With easy access to the most wonderful specialty products in the neighborhood, coupled with fresh organic produce from the Noordermarkt farmers market, we were soon eating like royalty in our cozy apartment. It didn’t make sense to throw away our Euros for consistently disappointing and appalling dining experiences. Short of being invited to somebody’s house for a home cooked meal, this was the most economical, pleasant, delicious and sane way to enjoy ‘Dutch dining’. Like a duck confit salad on a bed of organic baby greens, steamed artichokes, roasted red beets and tomatoes with a mustard vinaigrette.
Or fresh sardines from Fishes, pan fried in olive oil and dressed simply with salt and chopped parsley on toasted rusk. Ingredients so fresh, so flavorful and incredible that they speak for themselves.

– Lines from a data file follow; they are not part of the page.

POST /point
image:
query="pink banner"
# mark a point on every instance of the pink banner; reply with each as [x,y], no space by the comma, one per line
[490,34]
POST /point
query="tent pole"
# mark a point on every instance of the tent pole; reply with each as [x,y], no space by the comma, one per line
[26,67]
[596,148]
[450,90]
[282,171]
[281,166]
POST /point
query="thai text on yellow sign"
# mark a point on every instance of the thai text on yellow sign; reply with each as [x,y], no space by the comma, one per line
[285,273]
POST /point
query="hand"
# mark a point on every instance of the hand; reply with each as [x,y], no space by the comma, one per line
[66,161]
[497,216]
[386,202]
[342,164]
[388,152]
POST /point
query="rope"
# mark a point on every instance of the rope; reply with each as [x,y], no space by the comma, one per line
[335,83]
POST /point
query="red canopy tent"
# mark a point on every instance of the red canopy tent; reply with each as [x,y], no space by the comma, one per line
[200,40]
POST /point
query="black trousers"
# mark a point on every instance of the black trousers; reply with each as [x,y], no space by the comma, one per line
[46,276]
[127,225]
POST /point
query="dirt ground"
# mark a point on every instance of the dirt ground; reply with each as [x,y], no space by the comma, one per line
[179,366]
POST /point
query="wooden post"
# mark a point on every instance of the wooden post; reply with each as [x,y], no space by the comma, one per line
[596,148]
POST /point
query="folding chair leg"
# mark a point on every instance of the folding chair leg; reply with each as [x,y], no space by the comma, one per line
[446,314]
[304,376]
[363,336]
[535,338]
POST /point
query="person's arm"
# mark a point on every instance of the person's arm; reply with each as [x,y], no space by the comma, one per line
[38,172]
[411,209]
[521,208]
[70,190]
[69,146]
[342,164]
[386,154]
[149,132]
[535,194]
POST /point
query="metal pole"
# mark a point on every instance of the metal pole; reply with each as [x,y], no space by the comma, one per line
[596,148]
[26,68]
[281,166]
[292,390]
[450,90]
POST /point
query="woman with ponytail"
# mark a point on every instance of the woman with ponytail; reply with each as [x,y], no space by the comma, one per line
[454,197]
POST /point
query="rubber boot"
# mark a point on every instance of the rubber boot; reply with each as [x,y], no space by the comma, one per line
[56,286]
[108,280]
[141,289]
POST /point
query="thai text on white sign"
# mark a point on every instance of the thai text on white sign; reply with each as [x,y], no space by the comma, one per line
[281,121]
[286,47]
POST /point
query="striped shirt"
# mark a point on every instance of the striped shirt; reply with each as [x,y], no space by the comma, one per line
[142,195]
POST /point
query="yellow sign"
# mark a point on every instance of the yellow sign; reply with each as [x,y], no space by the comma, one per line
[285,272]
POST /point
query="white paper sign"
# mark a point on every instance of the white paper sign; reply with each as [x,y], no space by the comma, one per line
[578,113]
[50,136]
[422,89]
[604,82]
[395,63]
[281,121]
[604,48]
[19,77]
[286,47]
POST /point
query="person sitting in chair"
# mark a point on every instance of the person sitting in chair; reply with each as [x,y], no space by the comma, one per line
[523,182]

Whole smoked mackerel quickly became my favorite daily eats, with toasted rusk, fresh mâche salads, organic fruits, artisanal cheeses from Kaashuis and a bottle of wine. Melt-in-your-mouth smoked salmon from Fishes made it on the breakfast table every morning, while pickled beef tongue, smokey and slightly chewy in the best possible way, was another shining star in our daily routine.
When all else fails, there’s always chocolate space cakes, moist buttery snacks that taste innocently sweet. Of course, you’ll still have to prepare some food for those outrageous munchies that will follow.
Random trivia: Did you know that splitting a restaurant bill and ‘going Dutch’ comes from the concept of a Dutch door which is split horizontally in the middle so that the bottom half can stay shut to keep farm animals out, while the top half can remain open to let air in?